Ask them why we can't do Sweden/Norway healthcare/welfare. If they say homogeneity, ask them why they're singing the praises of a city state with less people and square milage than a mid sized city.
It's not a bad healthcare system but Conservatives kind of gloss over the socialism that underlies the Singaporean capitalism
Quote:
Here’s what Singapore’s conservative admirers get right: Singapore really is the only truly universal health insurance system in the world based on the idea that patients, not insurers, should bear the costs of routine care.
But Singapore isn’t a free market utopia. Quite the opposite, really. It’s a largely state-run health care system where the government designed the insurance products with a healthy appreciation for free market principles — the kind of policy Milton Friedman might have crafted if he’d been a socialist.
Unlike in America, where the government’s main role is in managing insurance programs, Singapore’s government controls and pays for much of the medical system itself — hospitals are overwhelmingly public, a large portion of doctors work directly for the state, patients can only use their Medisave accounts to purchase preapproved drugs, and the government subsidizes many medical bills directly.
https://www.google.com/amp/s/www.vox...stem-explained
But without the underlying state ownership their Healthcare system would be a living hell, which is suspect a lot of Conservatives gloss over or ignore for the parts they like. Kind of like how they call Norway libertarian because there's no minimum wage
Also Singapore owns virtually all the land, housing, and much of the economy
Quote:
It is true of course that Singapore has a market economy. But it’s also true that, in Singapore, the state owns a huge amount of the means of production. In fact, depending on how you count it, the Singaporean government probably owns more capital than any other developed country in the world after Norway.
The Singaporean state*owns*90 percent of the country’s land.
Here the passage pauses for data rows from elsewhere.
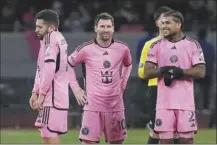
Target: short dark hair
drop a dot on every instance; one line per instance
(177, 17)
(49, 16)
(160, 11)
(103, 16)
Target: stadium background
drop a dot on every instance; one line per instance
(133, 21)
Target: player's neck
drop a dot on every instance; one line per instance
(176, 37)
(161, 34)
(103, 44)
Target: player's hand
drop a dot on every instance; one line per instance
(81, 97)
(39, 102)
(165, 70)
(32, 100)
(176, 72)
(168, 79)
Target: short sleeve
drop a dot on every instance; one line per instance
(152, 53)
(51, 48)
(197, 54)
(127, 61)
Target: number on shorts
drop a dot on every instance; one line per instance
(191, 119)
(121, 124)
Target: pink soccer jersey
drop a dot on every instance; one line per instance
(51, 76)
(184, 54)
(107, 72)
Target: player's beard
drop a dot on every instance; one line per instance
(105, 36)
(41, 36)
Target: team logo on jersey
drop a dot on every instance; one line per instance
(106, 64)
(158, 122)
(173, 58)
(173, 47)
(141, 65)
(85, 131)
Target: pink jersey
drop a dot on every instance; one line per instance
(184, 54)
(107, 73)
(51, 76)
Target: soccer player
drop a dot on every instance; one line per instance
(50, 92)
(152, 83)
(108, 66)
(175, 59)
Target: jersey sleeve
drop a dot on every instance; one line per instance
(51, 52)
(36, 83)
(197, 55)
(127, 61)
(77, 57)
(143, 60)
(152, 53)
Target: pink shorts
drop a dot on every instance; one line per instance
(112, 124)
(172, 121)
(52, 122)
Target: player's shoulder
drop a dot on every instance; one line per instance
(119, 42)
(52, 37)
(155, 41)
(121, 45)
(85, 45)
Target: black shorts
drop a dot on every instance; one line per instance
(152, 109)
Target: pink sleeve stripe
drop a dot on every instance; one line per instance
(47, 38)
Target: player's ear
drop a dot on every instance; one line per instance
(51, 28)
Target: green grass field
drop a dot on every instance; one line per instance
(135, 136)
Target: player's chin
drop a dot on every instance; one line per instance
(166, 35)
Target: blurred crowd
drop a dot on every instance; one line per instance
(130, 15)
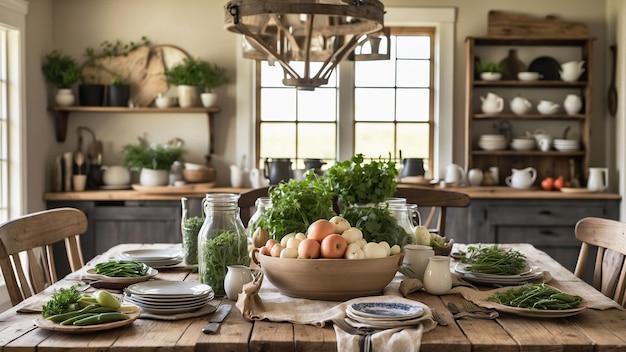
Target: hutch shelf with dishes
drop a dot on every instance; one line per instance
(62, 113)
(521, 54)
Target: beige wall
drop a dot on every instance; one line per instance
(197, 27)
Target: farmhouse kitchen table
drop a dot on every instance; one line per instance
(591, 330)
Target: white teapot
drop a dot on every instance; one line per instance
(547, 107)
(570, 71)
(522, 178)
(492, 103)
(520, 106)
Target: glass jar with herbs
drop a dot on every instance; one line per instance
(222, 240)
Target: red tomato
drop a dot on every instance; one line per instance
(559, 183)
(547, 184)
(334, 246)
(309, 249)
(320, 229)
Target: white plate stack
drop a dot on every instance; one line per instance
(566, 145)
(168, 297)
(492, 142)
(523, 144)
(155, 258)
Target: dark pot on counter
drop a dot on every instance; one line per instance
(278, 170)
(412, 167)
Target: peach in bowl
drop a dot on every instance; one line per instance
(329, 279)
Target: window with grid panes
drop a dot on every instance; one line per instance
(391, 114)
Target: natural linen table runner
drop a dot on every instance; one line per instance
(261, 300)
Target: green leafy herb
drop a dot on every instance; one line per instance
(536, 296)
(495, 260)
(228, 248)
(295, 205)
(377, 224)
(121, 268)
(63, 300)
(356, 182)
(191, 228)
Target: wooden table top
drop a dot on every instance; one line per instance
(591, 330)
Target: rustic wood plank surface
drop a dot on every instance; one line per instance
(592, 330)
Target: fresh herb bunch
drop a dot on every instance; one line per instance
(64, 300)
(228, 248)
(355, 182)
(121, 268)
(495, 260)
(295, 205)
(536, 296)
(377, 224)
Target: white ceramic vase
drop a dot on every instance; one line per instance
(208, 99)
(187, 96)
(153, 178)
(64, 97)
(437, 277)
(572, 104)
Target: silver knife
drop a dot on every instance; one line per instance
(217, 317)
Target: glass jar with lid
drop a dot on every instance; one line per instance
(222, 240)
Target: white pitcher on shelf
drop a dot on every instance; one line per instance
(492, 104)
Remarkably, this level of ownership was not present from the beginning. In 1949, the state owned just 31 percent of the country’s land. It got up to 90 percent land ownership through*decades of forced sales, or what people in the US call eminent domain.
Quote:
Then there are the state-owned enterprises, which they euphemistically call Government-linked Companies (GLCs). Through its sovereign wealth fund Temasek, the Singaporean government*owns*a large share (20% or more) of 20 companies (2012 figure). Together these companies make up 37% of the market capitalization of the Singaporean stock market. The state also owns a large share of 8 real estate investment trust (REIT) companies (2012 figure), which they call GLREITs. The value of the GLREITs make up 54% of the country’s total REIT market.